Closed wilke closed 1 year ago

wilke commented 1 year ago

Command:

  1. train.sh 1 ./tmp
  2. singularity run --bindpwd/tests:/candle_data_dir --nv build/TGSA.sif train.sh 4 /candle_data_dir --epochs 1

Status: In progress

Depends on:

Output:

1:

  File "/homes/wilke/miniconda3/envs/TGSA/lib/python3.6/site-packages/torch_geometric/data/data.py", line 7, in <module>
    from torch_sparse import coalesce, SparseTensor
  File "/homes/wilke/miniconda3/envs/TGSA/lib/python3.6/site-packages/torch_sparse/__init__.py", line 28, in <module>
    f'Detected that PyTorch and torch_sparse were compiled with '
RuntimeError: Detected that PyTorch and torch_sparse were compiled with different CUDA versions.
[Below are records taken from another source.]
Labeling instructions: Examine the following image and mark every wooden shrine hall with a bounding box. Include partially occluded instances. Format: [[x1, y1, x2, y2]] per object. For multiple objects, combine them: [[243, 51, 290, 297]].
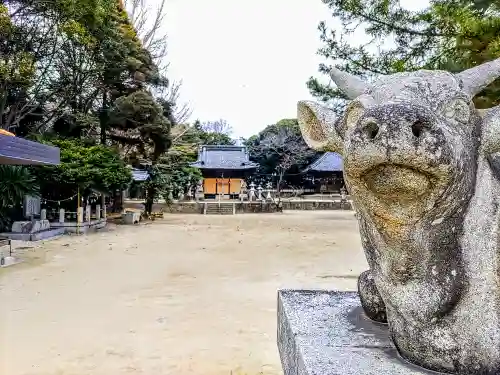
[[191, 145, 258, 199], [302, 152, 344, 194]]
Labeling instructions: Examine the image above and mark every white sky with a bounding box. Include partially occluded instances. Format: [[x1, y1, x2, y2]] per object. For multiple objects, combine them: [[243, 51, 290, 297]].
[[161, 0, 428, 138]]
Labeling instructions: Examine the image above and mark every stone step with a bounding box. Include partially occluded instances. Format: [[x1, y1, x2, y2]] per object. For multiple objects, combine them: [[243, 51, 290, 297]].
[[204, 203, 235, 215]]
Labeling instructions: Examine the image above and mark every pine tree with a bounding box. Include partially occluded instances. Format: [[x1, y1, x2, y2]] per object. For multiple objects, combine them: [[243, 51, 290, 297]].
[[309, 0, 500, 110]]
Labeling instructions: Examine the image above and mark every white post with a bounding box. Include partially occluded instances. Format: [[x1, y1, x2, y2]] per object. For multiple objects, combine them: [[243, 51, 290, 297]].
[[96, 204, 101, 220], [59, 209, 65, 223], [40, 208, 47, 220], [77, 207, 84, 224], [85, 206, 91, 223], [101, 196, 107, 219]]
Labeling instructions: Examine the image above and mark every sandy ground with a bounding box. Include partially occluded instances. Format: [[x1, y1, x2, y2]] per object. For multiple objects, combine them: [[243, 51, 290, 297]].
[[0, 211, 366, 375]]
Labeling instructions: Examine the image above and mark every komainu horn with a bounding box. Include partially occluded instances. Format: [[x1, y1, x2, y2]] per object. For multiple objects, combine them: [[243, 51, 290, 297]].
[[298, 58, 500, 374]]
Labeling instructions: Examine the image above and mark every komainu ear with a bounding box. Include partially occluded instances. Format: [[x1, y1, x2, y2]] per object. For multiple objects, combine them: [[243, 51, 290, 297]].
[[480, 105, 500, 155], [297, 101, 344, 155]]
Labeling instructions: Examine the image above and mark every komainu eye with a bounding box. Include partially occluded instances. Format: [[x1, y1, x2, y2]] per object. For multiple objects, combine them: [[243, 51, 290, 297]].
[[443, 99, 470, 123]]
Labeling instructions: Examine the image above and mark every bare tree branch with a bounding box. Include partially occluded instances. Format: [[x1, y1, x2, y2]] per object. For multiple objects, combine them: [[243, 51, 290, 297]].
[[123, 0, 192, 125], [123, 0, 168, 62], [200, 119, 233, 135]]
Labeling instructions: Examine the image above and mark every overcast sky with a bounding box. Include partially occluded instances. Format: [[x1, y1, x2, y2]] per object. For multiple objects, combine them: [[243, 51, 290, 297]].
[[161, 0, 428, 139]]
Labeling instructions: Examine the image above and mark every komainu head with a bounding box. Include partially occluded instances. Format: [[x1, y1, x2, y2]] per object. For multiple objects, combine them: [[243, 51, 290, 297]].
[[298, 59, 500, 224]]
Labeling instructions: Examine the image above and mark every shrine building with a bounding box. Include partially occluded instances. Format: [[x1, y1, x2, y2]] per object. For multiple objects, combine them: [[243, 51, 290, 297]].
[[191, 145, 258, 199], [301, 152, 344, 194]]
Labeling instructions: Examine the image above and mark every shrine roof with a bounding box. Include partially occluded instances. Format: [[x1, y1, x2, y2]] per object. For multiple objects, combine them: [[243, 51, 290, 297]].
[[0, 134, 60, 165], [190, 145, 258, 170], [303, 152, 343, 173]]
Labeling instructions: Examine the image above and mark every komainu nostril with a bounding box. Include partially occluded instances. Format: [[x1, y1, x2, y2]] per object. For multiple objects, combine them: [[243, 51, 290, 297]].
[[412, 121, 424, 138], [364, 121, 379, 140]]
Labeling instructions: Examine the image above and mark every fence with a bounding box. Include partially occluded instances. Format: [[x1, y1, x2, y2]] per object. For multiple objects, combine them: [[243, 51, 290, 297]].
[[48, 205, 107, 233]]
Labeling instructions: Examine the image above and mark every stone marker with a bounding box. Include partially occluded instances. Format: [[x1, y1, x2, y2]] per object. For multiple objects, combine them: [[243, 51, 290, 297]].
[[85, 206, 91, 223], [286, 58, 500, 374], [23, 195, 41, 218]]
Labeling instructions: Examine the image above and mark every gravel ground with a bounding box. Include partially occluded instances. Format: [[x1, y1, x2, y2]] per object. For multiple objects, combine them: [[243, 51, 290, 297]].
[[0, 211, 366, 375]]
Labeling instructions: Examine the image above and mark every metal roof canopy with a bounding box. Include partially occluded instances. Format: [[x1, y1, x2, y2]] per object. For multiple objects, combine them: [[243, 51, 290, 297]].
[[0, 134, 60, 165], [131, 168, 150, 182], [302, 152, 343, 173], [190, 144, 258, 170]]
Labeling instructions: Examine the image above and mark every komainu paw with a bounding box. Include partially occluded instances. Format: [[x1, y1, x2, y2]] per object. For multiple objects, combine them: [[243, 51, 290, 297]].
[[358, 270, 387, 324]]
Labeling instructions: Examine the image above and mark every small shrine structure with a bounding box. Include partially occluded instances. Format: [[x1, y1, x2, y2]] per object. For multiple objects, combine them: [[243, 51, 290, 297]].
[[190, 145, 258, 199]]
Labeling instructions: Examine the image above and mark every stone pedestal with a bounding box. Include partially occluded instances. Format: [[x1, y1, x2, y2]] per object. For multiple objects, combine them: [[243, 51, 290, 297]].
[[122, 211, 140, 225], [277, 290, 435, 375], [1, 256, 22, 267], [4, 219, 62, 241], [11, 220, 50, 234]]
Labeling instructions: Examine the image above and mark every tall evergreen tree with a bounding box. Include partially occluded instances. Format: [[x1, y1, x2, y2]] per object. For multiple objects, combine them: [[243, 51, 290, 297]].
[[309, 0, 500, 111]]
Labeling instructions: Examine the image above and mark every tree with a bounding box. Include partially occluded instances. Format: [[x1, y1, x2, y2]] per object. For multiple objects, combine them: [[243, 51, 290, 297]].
[[309, 0, 500, 111], [32, 138, 132, 207], [200, 119, 233, 135], [123, 0, 168, 64], [0, 0, 118, 132], [155, 147, 202, 200], [191, 119, 234, 145], [0, 0, 169, 153], [0, 0, 198, 212], [0, 166, 39, 231], [109, 89, 171, 162], [199, 131, 234, 146], [123, 0, 192, 124], [0, 0, 184, 218], [246, 119, 319, 205]]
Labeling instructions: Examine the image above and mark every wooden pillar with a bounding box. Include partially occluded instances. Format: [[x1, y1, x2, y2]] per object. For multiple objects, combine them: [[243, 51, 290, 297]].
[[77, 207, 84, 224]]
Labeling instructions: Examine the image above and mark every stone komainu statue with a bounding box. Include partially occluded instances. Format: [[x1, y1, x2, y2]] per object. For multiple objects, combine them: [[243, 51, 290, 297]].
[[297, 58, 500, 374]]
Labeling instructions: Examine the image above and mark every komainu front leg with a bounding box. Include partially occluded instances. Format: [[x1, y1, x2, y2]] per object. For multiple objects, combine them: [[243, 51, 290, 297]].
[[358, 270, 387, 323]]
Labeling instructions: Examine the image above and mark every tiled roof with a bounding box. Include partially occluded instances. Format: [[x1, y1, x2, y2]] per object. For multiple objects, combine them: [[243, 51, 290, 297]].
[[0, 134, 60, 165], [303, 152, 343, 173], [131, 168, 149, 181], [190, 145, 258, 170]]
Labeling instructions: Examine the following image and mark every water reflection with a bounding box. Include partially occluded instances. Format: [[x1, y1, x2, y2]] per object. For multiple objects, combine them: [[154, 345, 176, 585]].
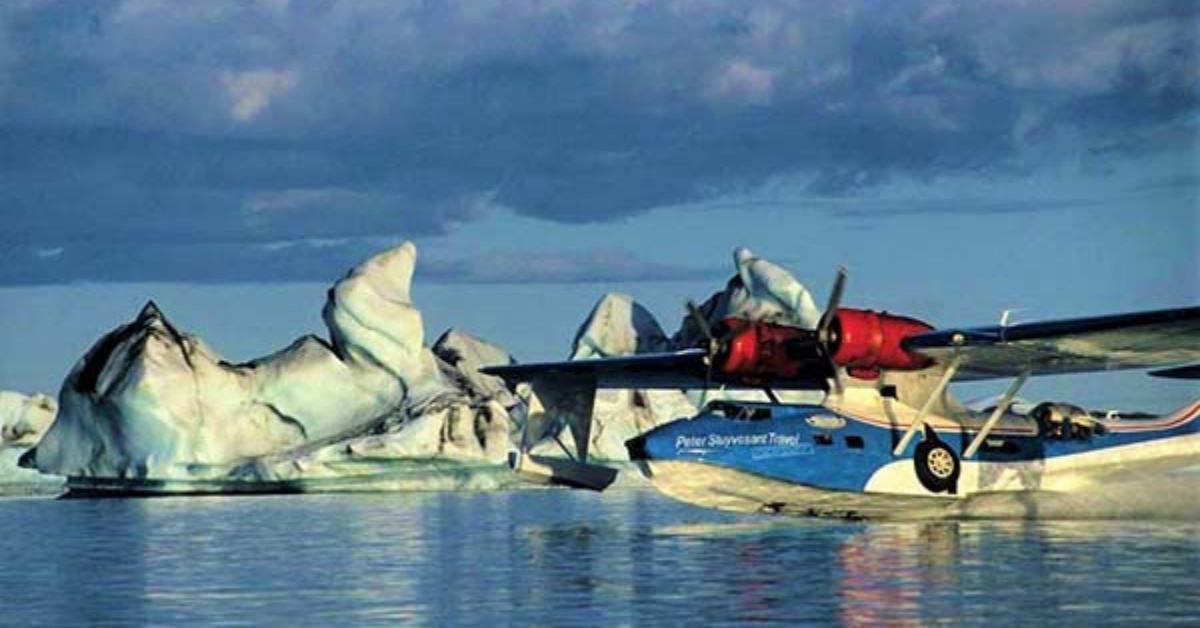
[[833, 519, 1200, 626], [836, 523, 958, 626], [48, 500, 150, 625], [0, 491, 1196, 626]]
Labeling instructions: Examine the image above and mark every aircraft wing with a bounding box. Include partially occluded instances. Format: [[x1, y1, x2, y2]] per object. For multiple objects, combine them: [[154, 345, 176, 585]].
[[481, 347, 826, 390], [482, 349, 709, 388], [902, 306, 1200, 382], [480, 348, 742, 491]]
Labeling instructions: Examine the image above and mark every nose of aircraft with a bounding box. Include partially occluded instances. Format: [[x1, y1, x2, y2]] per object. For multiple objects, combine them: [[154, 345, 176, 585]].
[[625, 435, 649, 461]]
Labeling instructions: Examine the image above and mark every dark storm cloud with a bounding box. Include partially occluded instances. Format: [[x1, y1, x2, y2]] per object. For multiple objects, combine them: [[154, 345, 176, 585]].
[[1, 0, 1196, 283]]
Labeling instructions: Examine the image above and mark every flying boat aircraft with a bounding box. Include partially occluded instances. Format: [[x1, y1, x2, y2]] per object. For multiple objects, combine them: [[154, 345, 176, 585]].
[[483, 267, 1200, 519]]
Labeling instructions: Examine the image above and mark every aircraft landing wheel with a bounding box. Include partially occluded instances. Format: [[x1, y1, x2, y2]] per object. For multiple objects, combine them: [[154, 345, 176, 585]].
[[914, 438, 960, 494]]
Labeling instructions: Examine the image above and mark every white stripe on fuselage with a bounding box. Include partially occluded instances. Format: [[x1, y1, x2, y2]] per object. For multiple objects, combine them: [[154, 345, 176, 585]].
[[638, 459, 960, 519], [864, 431, 1200, 496]]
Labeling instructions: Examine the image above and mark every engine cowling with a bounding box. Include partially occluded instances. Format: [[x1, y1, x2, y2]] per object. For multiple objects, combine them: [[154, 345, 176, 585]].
[[829, 308, 933, 371], [712, 309, 933, 383], [717, 318, 825, 380]]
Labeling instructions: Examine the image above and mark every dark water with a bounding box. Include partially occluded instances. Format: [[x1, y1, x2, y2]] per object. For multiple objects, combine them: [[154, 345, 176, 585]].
[[0, 489, 1197, 626]]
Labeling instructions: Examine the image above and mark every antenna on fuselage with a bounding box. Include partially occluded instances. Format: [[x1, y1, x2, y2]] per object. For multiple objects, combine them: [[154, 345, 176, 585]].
[[999, 308, 1020, 327]]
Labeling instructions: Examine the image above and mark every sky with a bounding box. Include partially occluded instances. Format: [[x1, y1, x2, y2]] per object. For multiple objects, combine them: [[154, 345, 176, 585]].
[[1, 0, 1197, 410]]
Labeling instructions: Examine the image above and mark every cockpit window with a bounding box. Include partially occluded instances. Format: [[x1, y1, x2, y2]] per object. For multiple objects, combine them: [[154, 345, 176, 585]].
[[704, 401, 772, 421], [704, 401, 733, 417], [1030, 401, 1107, 441], [745, 408, 772, 421]]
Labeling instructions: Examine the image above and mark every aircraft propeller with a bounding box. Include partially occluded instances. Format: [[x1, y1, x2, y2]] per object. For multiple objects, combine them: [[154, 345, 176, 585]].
[[816, 267, 848, 393], [685, 265, 850, 402], [686, 299, 730, 405]]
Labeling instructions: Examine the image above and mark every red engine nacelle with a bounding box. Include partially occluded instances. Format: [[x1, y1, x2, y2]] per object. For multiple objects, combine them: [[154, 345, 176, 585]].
[[718, 318, 822, 380], [712, 308, 934, 383], [830, 308, 933, 372]]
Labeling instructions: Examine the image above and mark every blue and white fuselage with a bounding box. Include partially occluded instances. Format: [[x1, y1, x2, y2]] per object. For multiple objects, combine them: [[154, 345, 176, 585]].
[[481, 281, 1200, 518], [626, 393, 1200, 519]]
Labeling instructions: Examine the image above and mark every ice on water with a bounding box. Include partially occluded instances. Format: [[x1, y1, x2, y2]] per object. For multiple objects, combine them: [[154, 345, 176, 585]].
[[0, 391, 61, 492], [5, 243, 823, 492]]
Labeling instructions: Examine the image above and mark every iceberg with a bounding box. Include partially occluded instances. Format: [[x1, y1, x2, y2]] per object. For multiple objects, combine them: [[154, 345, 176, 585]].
[[510, 247, 823, 488], [0, 391, 62, 494], [234, 329, 523, 491], [571, 293, 671, 360], [525, 243, 830, 464], [527, 293, 696, 463], [0, 391, 56, 447], [18, 242, 824, 494], [674, 247, 822, 348], [22, 243, 526, 492]]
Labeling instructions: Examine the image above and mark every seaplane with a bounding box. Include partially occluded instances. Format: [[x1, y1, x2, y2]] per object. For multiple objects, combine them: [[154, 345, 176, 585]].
[[482, 266, 1200, 519]]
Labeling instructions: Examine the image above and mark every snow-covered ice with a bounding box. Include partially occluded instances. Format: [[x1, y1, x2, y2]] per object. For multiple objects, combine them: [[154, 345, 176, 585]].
[[525, 292, 697, 463], [22, 243, 523, 489], [0, 391, 55, 447], [0, 391, 62, 493], [673, 247, 822, 348]]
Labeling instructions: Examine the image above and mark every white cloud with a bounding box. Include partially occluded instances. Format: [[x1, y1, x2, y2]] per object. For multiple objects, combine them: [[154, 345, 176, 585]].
[[954, 5, 1197, 96], [884, 51, 947, 95], [3, 0, 1196, 280], [112, 0, 167, 24], [220, 68, 298, 122], [706, 59, 776, 105], [260, 237, 348, 253], [247, 188, 347, 214]]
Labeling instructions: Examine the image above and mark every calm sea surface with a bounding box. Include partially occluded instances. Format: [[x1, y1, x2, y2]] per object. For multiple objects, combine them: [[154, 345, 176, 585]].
[[0, 489, 1196, 626]]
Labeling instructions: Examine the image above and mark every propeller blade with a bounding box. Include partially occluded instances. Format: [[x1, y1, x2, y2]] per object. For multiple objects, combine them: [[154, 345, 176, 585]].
[[700, 353, 715, 407], [686, 299, 715, 342], [819, 266, 848, 337], [819, 267, 848, 394], [687, 299, 723, 406], [714, 319, 740, 345]]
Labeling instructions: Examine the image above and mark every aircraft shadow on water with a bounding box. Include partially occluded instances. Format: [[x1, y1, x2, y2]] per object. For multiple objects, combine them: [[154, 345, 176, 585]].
[[483, 267, 1200, 520]]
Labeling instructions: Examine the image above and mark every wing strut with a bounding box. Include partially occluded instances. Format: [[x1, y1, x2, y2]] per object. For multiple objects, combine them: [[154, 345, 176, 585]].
[[893, 356, 961, 456], [963, 368, 1031, 459], [509, 375, 618, 491]]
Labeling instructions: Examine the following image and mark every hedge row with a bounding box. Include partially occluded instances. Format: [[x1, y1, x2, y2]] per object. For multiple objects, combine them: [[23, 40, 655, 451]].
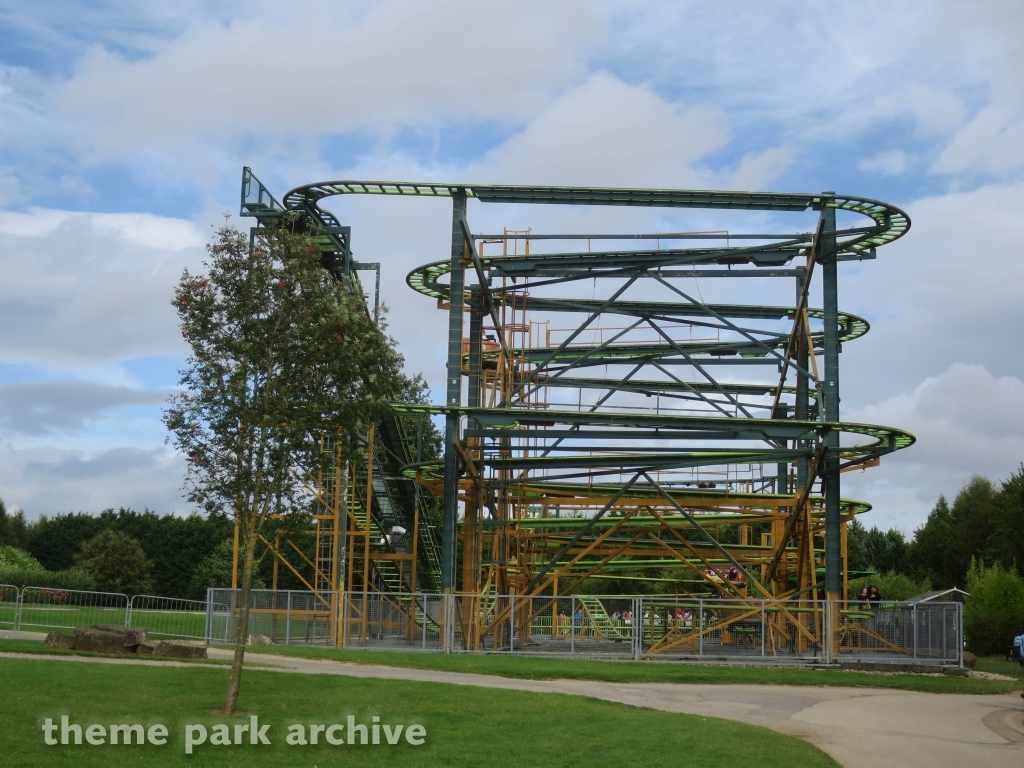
[[0, 567, 98, 592]]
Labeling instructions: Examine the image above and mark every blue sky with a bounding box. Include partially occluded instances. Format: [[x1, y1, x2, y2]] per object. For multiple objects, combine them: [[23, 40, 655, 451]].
[[1, 0, 1023, 531]]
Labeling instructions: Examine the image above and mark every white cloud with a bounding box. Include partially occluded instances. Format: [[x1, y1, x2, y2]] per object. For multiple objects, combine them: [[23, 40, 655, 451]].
[[730, 146, 794, 190], [0, 382, 167, 437], [858, 150, 911, 178], [841, 180, 1024, 406], [932, 105, 1024, 176], [464, 72, 731, 188], [0, 167, 23, 206], [54, 0, 601, 161], [843, 364, 1024, 533], [0, 445, 189, 517], [0, 208, 204, 365]]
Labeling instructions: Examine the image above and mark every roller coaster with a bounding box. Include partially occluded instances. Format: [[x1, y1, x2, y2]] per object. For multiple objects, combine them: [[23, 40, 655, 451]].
[[238, 169, 914, 655]]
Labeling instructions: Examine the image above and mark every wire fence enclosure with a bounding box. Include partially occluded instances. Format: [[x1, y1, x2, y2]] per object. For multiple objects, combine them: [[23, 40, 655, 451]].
[[0, 585, 963, 665], [0, 584, 18, 630], [208, 589, 338, 646], [18, 587, 129, 634], [267, 591, 961, 664], [128, 595, 231, 642], [2, 587, 228, 643]]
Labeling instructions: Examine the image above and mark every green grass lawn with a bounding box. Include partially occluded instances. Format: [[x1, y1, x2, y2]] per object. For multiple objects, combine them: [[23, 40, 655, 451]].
[[9, 604, 223, 641], [0, 656, 838, 767], [5, 635, 1021, 694], [227, 643, 1024, 695], [976, 654, 1024, 682]]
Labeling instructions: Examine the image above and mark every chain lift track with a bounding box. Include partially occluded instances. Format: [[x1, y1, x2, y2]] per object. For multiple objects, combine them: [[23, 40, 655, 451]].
[[241, 170, 914, 651]]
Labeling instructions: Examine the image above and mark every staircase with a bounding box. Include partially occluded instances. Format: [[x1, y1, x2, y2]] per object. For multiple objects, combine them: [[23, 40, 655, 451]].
[[578, 597, 630, 640]]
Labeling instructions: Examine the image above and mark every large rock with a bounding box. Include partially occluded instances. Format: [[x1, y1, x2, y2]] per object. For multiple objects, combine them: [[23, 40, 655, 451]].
[[44, 631, 75, 649], [152, 640, 207, 659], [963, 651, 977, 668], [73, 625, 149, 654], [136, 640, 158, 655]]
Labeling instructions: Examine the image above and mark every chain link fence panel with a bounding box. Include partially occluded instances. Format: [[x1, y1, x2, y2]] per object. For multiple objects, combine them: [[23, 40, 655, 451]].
[[127, 595, 229, 642], [209, 589, 338, 646], [0, 584, 18, 630], [17, 587, 128, 634], [835, 600, 961, 663], [342, 592, 444, 651]]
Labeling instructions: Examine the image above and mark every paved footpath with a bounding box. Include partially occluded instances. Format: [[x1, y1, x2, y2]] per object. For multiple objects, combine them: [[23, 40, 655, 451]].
[[3, 646, 1023, 768]]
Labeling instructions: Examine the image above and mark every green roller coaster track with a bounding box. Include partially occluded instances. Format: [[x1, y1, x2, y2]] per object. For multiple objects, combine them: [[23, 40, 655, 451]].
[[242, 168, 914, 604]]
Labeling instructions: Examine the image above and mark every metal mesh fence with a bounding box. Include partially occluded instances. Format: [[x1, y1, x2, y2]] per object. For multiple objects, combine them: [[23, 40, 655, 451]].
[[128, 595, 230, 642], [208, 589, 338, 646], [637, 598, 828, 660], [835, 600, 961, 662], [342, 592, 444, 651], [17, 587, 129, 633], [0, 585, 941, 665], [0, 584, 18, 630]]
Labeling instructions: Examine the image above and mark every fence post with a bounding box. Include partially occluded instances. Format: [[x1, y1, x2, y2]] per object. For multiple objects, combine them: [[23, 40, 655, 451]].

PyTorch has CUDA version 10.2 and torch_sparse has CUDA version 11.4. Please reinstall the torch_sparse that matches your PyTorch install.
wilke commented 1 year ago

Command: singularity run --nv --bindpwd/tmp:/candle_data_dir build/TGSA.sif train.sh 1 /candle_data_dir --epochs 1 Status: Failed

Output:

CMD = python /usr/local/TGSA/candle_train.py --epochs 1
/usr/local/TGSA/train.sh: line 59: ./candle_glue.sh: No such file or directory
using original data placed in /candle_data_dir
/candle_data_dir//Data
/usr/local/TGSA/train.sh: line 77: ./candle_glue.sh: No such file or directory
using original data placed in /candle_data_dir//Data
using CUDA_VISIBLE_DEVICES 1
...

 'weight_path': ''}
Training on Pilot1 dataset
Traceback (most recent call last):
  File "/usr/local/TGSA/candle_train.py", line 205, in <module>
    main()
  File "/usr/local/TGSA/candle_train.py", line 202, in main
    run(gParams)
  File "/usr/local/TGSA/candle_train.py", line 111, in run
    os.makedirs(output_root_dir)
  File "/opt/conda/lib/python3.7/os.py", line 213, in makedirs
    makedirs(head, exist_ok=exist_ok)
  File "/opt/conda/lib/python3.7/os.py", line 223, in makedirs
    mkdir(name, mode)
OSError: [Errno 30] Read-only file system: '/usr/local/TGSA/benchmark_dataset_generator/improve_data_dir'
wilke commented 1 year ago

Command works but not printing IMPROVE_RESULT

RylieWeaver commented 1 year ago

Fixed and pull requested to improve branch

wilke commented 1 year ago

Starting over for next release cycle.